Pero cuando los dos grupos se hallaban dentro del polideportivo, comenzaron los insultos y las peleas, por lo que las autoridades del club ordenaron que se retiren del lugar. La pelea y las corridas continuaron en la calle y los dos grupos se dispersaron.
La muerte de Rodríguez se produjo, al parecer, por varios golpes en la cabeza, con un palo o un objeto metálico. El director del SAME, Alberto Crescenti, aseguró: "Se trató de una muerte instantánea, no hubo tiempo de hacer nada", explicó en declaraciones a Télam.
El enfrentamiento continuó en el hospital Santojanni, donde miembro del grupo de "Los Perales", al cuál pertenecía el joven asesinado se dirigió a ese establecimiento sanitario para intentar atacar a otro violento que fue herido durante el choque entre los dos grupos y que pertenece a Las Antenas.
Fuentes policiales informaron a Télam que en dicho hospital se encontraba un barra que ingresó con una herida de arma blanca en el estómago.
Los investigadores le colocaron custodia policial porque los allegados al fallecido lo sindican como el homicida, pero no está detenido por el asesinato, ya que el herido denunció que fue atacado en un intento de robo cometido en General Paz y Corrales.

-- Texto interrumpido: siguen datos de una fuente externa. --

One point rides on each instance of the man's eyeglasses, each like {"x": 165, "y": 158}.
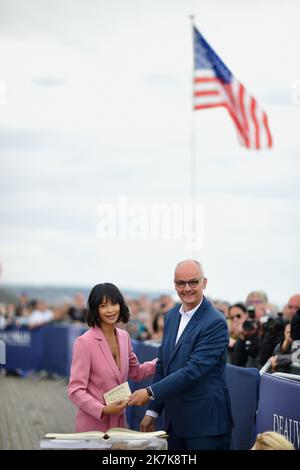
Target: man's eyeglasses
{"x": 191, "y": 283}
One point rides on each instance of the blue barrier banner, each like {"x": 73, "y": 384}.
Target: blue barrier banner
{"x": 24, "y": 347}
{"x": 279, "y": 407}
{"x": 46, "y": 348}
{"x": 59, "y": 340}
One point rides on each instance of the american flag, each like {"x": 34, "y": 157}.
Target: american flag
{"x": 214, "y": 85}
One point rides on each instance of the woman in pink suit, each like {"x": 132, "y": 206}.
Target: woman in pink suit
{"x": 103, "y": 359}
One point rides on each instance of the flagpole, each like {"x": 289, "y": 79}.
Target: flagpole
{"x": 193, "y": 161}
{"x": 193, "y": 165}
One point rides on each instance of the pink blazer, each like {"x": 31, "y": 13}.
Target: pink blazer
{"x": 94, "y": 372}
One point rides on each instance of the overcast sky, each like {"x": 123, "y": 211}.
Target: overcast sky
{"x": 96, "y": 106}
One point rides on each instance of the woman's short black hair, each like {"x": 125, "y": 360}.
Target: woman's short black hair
{"x": 105, "y": 291}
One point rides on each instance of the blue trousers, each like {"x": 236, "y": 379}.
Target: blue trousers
{"x": 221, "y": 442}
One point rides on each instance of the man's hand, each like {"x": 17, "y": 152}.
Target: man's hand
{"x": 147, "y": 424}
{"x": 139, "y": 398}
{"x": 115, "y": 408}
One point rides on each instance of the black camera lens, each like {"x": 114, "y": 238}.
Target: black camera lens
{"x": 248, "y": 325}
{"x": 251, "y": 311}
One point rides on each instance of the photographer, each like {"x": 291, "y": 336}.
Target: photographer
{"x": 247, "y": 346}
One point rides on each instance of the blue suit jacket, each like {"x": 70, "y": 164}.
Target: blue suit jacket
{"x": 189, "y": 382}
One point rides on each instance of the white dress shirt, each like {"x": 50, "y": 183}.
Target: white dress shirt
{"x": 185, "y": 318}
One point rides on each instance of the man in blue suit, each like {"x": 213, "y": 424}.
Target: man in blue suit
{"x": 189, "y": 382}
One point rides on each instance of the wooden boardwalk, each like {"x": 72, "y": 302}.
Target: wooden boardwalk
{"x": 31, "y": 407}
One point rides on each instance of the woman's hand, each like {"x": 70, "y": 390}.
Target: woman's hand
{"x": 115, "y": 408}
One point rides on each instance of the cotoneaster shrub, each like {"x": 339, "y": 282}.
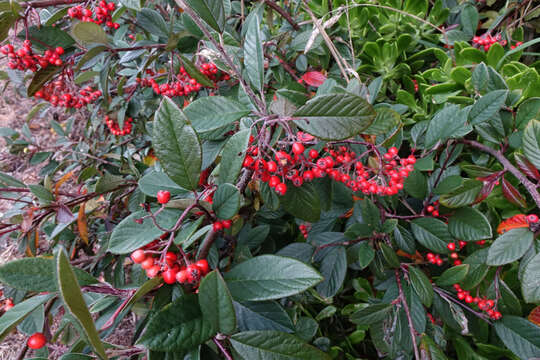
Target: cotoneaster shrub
{"x": 275, "y": 179}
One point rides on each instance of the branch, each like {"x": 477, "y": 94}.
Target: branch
{"x": 47, "y": 3}
{"x": 531, "y": 188}
{"x": 408, "y": 314}
{"x": 283, "y": 13}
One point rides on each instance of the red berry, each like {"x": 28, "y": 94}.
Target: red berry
{"x": 298, "y": 148}
{"x": 36, "y": 341}
{"x": 182, "y": 276}
{"x": 163, "y": 196}
{"x": 281, "y": 189}
{"x": 203, "y": 266}
{"x": 169, "y": 276}
{"x": 138, "y": 256}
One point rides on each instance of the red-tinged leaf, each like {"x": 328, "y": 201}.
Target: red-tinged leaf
{"x": 526, "y": 166}
{"x": 516, "y": 221}
{"x": 512, "y": 194}
{"x": 314, "y": 78}
{"x": 534, "y": 316}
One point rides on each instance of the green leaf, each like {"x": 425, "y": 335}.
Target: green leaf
{"x": 333, "y": 269}
{"x": 16, "y": 314}
{"x": 531, "y": 142}
{"x": 128, "y": 236}
{"x": 521, "y": 336}
{"x": 416, "y": 184}
{"x": 88, "y": 32}
{"x": 177, "y": 145}
{"x": 74, "y": 301}
{"x": 530, "y": 282}
{"x": 194, "y": 72}
{"x": 269, "y": 277}
{"x": 40, "y": 78}
{"x": 216, "y": 303}
{"x": 453, "y": 275}
{"x": 213, "y": 112}
{"x": 487, "y": 106}
{"x": 253, "y": 54}
{"x": 262, "y": 316}
{"x": 385, "y": 120}
{"x": 447, "y": 123}
{"x": 155, "y": 181}
{"x": 371, "y": 314}
{"x": 36, "y": 274}
{"x": 211, "y": 11}
{"x": 232, "y": 156}
{"x": 179, "y": 326}
{"x": 335, "y": 116}
{"x": 510, "y": 246}
{"x": 469, "y": 224}
{"x": 462, "y": 196}
{"x": 432, "y": 233}
{"x": 226, "y": 201}
{"x": 421, "y": 285}
{"x": 302, "y": 202}
{"x": 274, "y": 345}
{"x": 152, "y": 21}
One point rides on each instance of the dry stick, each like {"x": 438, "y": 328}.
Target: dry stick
{"x": 329, "y": 43}
{"x": 283, "y": 13}
{"x": 408, "y": 314}
{"x": 223, "y": 53}
{"x": 531, "y": 188}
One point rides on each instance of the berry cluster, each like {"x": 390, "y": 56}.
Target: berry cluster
{"x": 103, "y": 14}
{"x": 63, "y": 92}
{"x": 341, "y": 164}
{"x": 183, "y": 84}
{"x": 115, "y": 128}
{"x": 484, "y": 304}
{"x": 486, "y": 41}
{"x": 433, "y": 209}
{"x": 25, "y": 59}
{"x": 221, "y": 224}
{"x": 304, "y": 230}
{"x": 171, "y": 271}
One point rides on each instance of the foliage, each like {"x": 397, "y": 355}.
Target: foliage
{"x": 328, "y": 179}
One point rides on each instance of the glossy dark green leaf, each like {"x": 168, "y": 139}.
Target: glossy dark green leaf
{"x": 179, "y": 326}
{"x": 74, "y": 302}
{"x": 421, "y": 285}
{"x": 226, "y": 201}
{"x": 432, "y": 233}
{"x": 269, "y": 277}
{"x": 213, "y": 112}
{"x": 335, "y": 116}
{"x": 469, "y": 224}
{"x": 371, "y": 314}
{"x": 216, "y": 303}
{"x": 521, "y": 336}
{"x": 253, "y": 54}
{"x": 36, "y": 274}
{"x": 274, "y": 345}
{"x": 531, "y": 142}
{"x": 510, "y": 246}
{"x": 177, "y": 145}
{"x": 303, "y": 202}
{"x": 232, "y": 157}
{"x": 453, "y": 275}
{"x": 333, "y": 269}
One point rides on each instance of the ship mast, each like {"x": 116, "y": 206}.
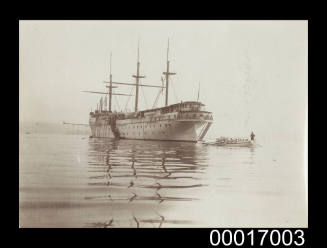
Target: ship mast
{"x": 110, "y": 87}
{"x": 137, "y": 82}
{"x": 137, "y": 77}
{"x": 167, "y": 73}
{"x": 109, "y": 91}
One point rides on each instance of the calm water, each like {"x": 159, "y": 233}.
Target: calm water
{"x": 76, "y": 181}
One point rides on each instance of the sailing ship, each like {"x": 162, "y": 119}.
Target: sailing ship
{"x": 184, "y": 121}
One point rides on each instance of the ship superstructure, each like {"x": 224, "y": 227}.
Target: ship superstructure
{"x": 184, "y": 121}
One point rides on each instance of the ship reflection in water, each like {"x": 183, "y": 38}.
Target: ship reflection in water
{"x": 77, "y": 181}
{"x": 147, "y": 178}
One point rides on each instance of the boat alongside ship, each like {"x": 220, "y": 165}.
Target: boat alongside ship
{"x": 184, "y": 121}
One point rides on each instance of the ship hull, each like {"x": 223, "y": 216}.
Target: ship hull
{"x": 189, "y": 131}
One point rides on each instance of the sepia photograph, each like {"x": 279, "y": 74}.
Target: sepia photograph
{"x": 163, "y": 124}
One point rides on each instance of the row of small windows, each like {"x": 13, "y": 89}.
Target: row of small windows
{"x": 146, "y": 126}
{"x": 139, "y": 134}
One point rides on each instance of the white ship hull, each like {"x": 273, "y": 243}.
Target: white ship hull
{"x": 166, "y": 130}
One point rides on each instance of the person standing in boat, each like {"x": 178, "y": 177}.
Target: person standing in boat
{"x": 252, "y": 135}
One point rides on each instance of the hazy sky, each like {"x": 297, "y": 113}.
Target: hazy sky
{"x": 253, "y": 74}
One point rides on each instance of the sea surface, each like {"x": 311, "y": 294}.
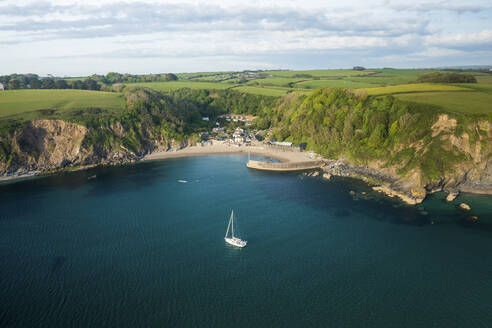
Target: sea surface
{"x": 130, "y": 246}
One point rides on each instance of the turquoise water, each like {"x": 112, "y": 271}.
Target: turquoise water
{"x": 135, "y": 248}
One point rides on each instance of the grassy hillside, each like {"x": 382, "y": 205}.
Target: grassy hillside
{"x": 411, "y": 88}
{"x": 176, "y": 85}
{"x": 463, "y": 101}
{"x": 339, "y": 123}
{"x": 20, "y": 101}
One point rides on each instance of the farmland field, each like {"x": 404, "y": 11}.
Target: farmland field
{"x": 320, "y": 73}
{"x": 19, "y": 101}
{"x": 463, "y": 101}
{"x": 175, "y": 85}
{"x": 409, "y": 88}
{"x": 275, "y": 92}
{"x": 345, "y": 83}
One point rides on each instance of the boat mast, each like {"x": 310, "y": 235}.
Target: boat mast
{"x": 228, "y": 226}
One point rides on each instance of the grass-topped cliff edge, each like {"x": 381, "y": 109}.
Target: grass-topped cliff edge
{"x": 422, "y": 146}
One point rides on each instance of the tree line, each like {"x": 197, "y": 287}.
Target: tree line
{"x": 436, "y": 77}
{"x": 94, "y": 82}
{"x": 33, "y": 81}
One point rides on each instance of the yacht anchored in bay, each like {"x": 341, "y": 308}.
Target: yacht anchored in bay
{"x": 234, "y": 241}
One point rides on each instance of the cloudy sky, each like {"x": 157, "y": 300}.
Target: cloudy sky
{"x": 97, "y": 36}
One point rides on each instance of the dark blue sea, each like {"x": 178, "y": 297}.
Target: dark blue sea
{"x": 130, "y": 246}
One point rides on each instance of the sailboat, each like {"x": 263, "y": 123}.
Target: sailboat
{"x": 234, "y": 241}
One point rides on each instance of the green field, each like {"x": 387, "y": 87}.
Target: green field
{"x": 278, "y": 81}
{"x": 20, "y": 101}
{"x": 275, "y": 92}
{"x": 346, "y": 83}
{"x": 412, "y": 88}
{"x": 376, "y": 82}
{"x": 321, "y": 73}
{"x": 463, "y": 101}
{"x": 175, "y": 85}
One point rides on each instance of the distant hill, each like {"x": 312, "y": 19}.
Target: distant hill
{"x": 466, "y": 67}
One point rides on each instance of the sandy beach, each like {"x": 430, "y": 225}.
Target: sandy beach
{"x": 217, "y": 148}
{"x": 222, "y": 148}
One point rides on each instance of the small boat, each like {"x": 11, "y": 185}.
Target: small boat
{"x": 234, "y": 241}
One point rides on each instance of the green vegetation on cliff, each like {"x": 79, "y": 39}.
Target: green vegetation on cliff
{"x": 340, "y": 123}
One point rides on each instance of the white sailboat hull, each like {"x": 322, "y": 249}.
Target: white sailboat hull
{"x": 236, "y": 242}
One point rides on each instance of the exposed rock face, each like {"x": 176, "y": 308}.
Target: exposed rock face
{"x": 471, "y": 175}
{"x": 46, "y": 145}
{"x": 452, "y": 196}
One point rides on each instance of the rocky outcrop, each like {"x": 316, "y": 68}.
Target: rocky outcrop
{"x": 382, "y": 181}
{"x": 49, "y": 145}
{"x": 471, "y": 175}
{"x": 452, "y": 196}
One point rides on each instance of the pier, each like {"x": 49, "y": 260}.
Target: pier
{"x": 284, "y": 166}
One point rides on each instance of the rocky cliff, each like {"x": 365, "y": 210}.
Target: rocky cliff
{"x": 402, "y": 150}
{"x": 149, "y": 123}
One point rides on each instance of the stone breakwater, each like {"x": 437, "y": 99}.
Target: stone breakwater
{"x": 380, "y": 181}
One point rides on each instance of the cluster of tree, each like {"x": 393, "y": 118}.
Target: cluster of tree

Personal de seguridad privada y un efectivo de la Policía Metropolitana intervinieron para tratar de frenar a los violentos, quienes increparon a médicos, enfermeros y otros auxiliares, según denunciaron ante la prensa los profesionales de ese hospital.
La situación se desbordó y tuvo que intervenir personal de la Guardia de Infantería de la Policía Federal porque resultó insostenible para la fuerza porteña dependiente del Gobierno de la Ciudad.
Durante el ataque de los barras del equipo de Mataderos en el hospital Santojanni, había solamente un efectivo de la Metropolitana y los médicos denunciaron que hechos parecidos a estos "ocurren todos los días y con un guardia de seguridad y un policía de Metropolitana no se puede hacer nada".
Durante el conflicto, se arrojaron todo tipo de cosas, incluidas sillas. Versiones indican que hasta hubo disparos. Como resultado, varios vidrios del lugar terminaron rotos y la Guardia del hospital debió suspender su asistencia.
De esta manera, los barras de Nueva Chicago pusieron nuevamente en jaque la seguridad en hospitales porteños y los profesionales que trabajan en los mismos exteriorizaron su temor.